According to Leucippus some of the atoms darting about in the universe collide and thus give rise to new substances. He also believed that the atoms followed whirling or circular paths and that such rotary motions drew in neighboring atoms, and that as these movements continued indefinitely within the atoms the constituents were being constantly rearranged, the lighter elements being grouped around the periphery; the heavier ones around the center. These changes were due to pressure and impact. These conceptions about atoms were carried into cosmological discussions and it was taught that there are various worlds and planets within the boundless universe, each one moving freely according to physical laws, unless fractured by collision with another.

Zeno challenged these doctrines because of the importance attached to the whirling motion. He attempted to show that such atomic motions are impossible. His proofs of the impossibility of atomic motion were designed with the object of sustaining his own theory of an ultimate principle of unity. His mental trend was toward negation. Whenever his rival Parmenides argued affirmatively regarding a scientific principle, Zeno would invariably maintain the negative side of the question.

Zeno's first proof of the impossibility of motion referred to the impossibility of passing through a fixed space. He showed that by dividing a line into an infinite number of parts an infinite number of points would be obtained and these permitted no beginning of motion.

His second proof tried to show the impossibility of passing through space having movable boundaries. The story of Achilles and the tortoise illustrates this. A pursuer in a race at every interval must reach a point from which the pursued starts simultaneously. But the latter is always in advance.

The third, or "resting arrow," argument showed that a moving arrow is at every instant in some one point of its track. Its movement at such instant is then equal to zero. Its track is a group of zeros. No magnitude could be framed from these.

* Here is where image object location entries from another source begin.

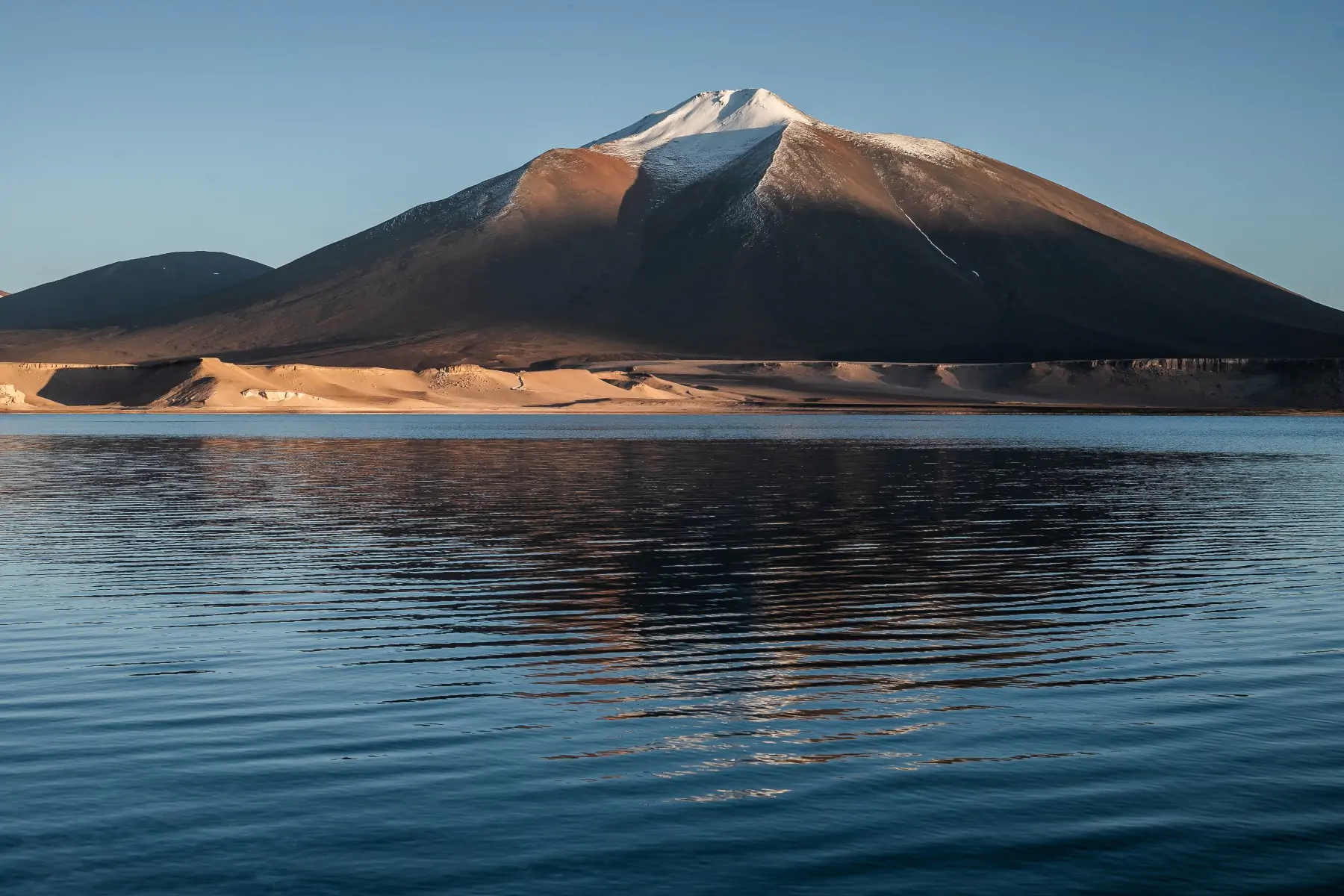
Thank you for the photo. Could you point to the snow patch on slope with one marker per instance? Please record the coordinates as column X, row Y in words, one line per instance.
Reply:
column 933, row 151
column 700, row 136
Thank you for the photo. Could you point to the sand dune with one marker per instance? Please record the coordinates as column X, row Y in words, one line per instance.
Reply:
column 672, row 386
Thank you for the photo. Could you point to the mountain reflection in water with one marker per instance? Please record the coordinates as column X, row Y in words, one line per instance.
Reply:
column 510, row 665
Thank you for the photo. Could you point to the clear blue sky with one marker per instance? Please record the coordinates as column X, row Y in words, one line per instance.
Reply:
column 269, row 129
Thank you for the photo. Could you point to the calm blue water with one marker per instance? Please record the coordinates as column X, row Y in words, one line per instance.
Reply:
column 577, row 655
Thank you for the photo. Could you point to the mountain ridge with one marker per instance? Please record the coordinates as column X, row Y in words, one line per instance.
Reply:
column 735, row 226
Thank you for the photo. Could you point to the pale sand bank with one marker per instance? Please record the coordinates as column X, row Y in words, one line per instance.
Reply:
column 682, row 386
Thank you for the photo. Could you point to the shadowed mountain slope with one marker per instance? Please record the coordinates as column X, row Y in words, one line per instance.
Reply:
column 122, row 292
column 735, row 226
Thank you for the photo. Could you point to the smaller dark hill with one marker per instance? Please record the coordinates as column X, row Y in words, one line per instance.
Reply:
column 116, row 294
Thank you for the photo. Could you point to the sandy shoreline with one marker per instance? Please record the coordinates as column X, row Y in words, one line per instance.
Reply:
column 1147, row 386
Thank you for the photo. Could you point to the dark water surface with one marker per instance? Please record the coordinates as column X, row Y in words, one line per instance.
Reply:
column 379, row 655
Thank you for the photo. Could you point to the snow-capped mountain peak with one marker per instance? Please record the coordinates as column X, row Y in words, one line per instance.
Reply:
column 705, row 113
column 702, row 134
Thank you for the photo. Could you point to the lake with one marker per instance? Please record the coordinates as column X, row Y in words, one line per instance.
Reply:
column 671, row 655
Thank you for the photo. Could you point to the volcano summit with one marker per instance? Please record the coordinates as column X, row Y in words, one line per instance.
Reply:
column 734, row 226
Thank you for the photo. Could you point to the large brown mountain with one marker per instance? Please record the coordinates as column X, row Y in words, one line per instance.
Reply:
column 735, row 226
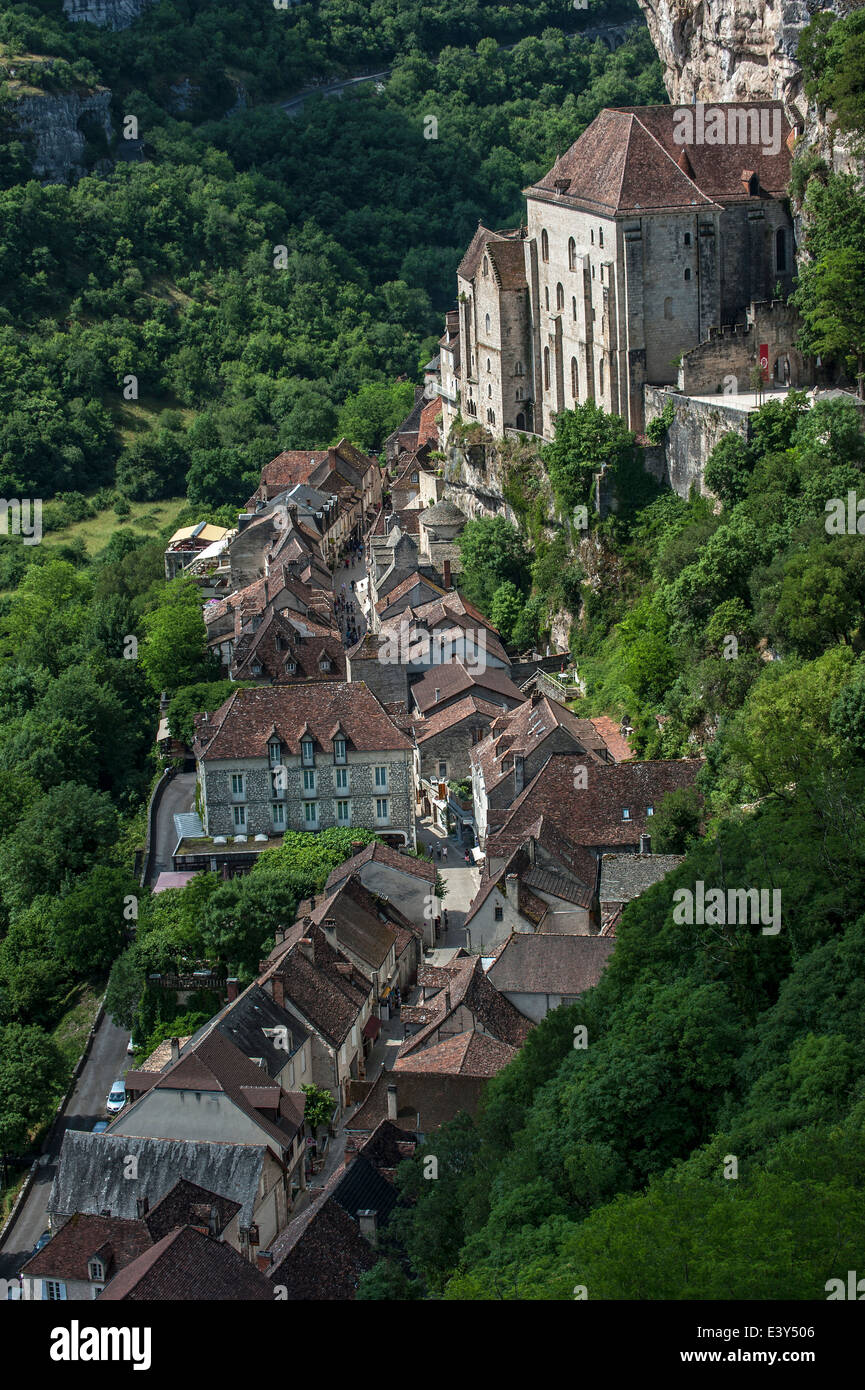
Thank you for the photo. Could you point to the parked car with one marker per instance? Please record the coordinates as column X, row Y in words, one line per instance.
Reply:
column 117, row 1097
column 42, row 1241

Zeno also anticipated much later philosophical discussions, like Einstein's, relating to the relativity of motion. He took for an example a moving wagon. Its movement would appear different to observers on other moving bodies going in various directions. They would see changes in rates of speed as well as in direction.

Protagoras, at a subsequent date, developed this idea of relativity and showed that things are as they appear to each individual at the moment they are perceived. He summarized his teaching in the aphorism: Man is the measure of all things.

The Skeptics, 200 years later, developed the Protagorean theory of relativity, and by a series of arguments attempted to prove that perceptions change not only with the different species of animate beings, but with many conditions and circumstances. It was also shown that not only man's perceptions are subject to changes, but also his opinions following from his perceptions. Another school taught that to every opinion the opposite can be opposed with equally good reasons.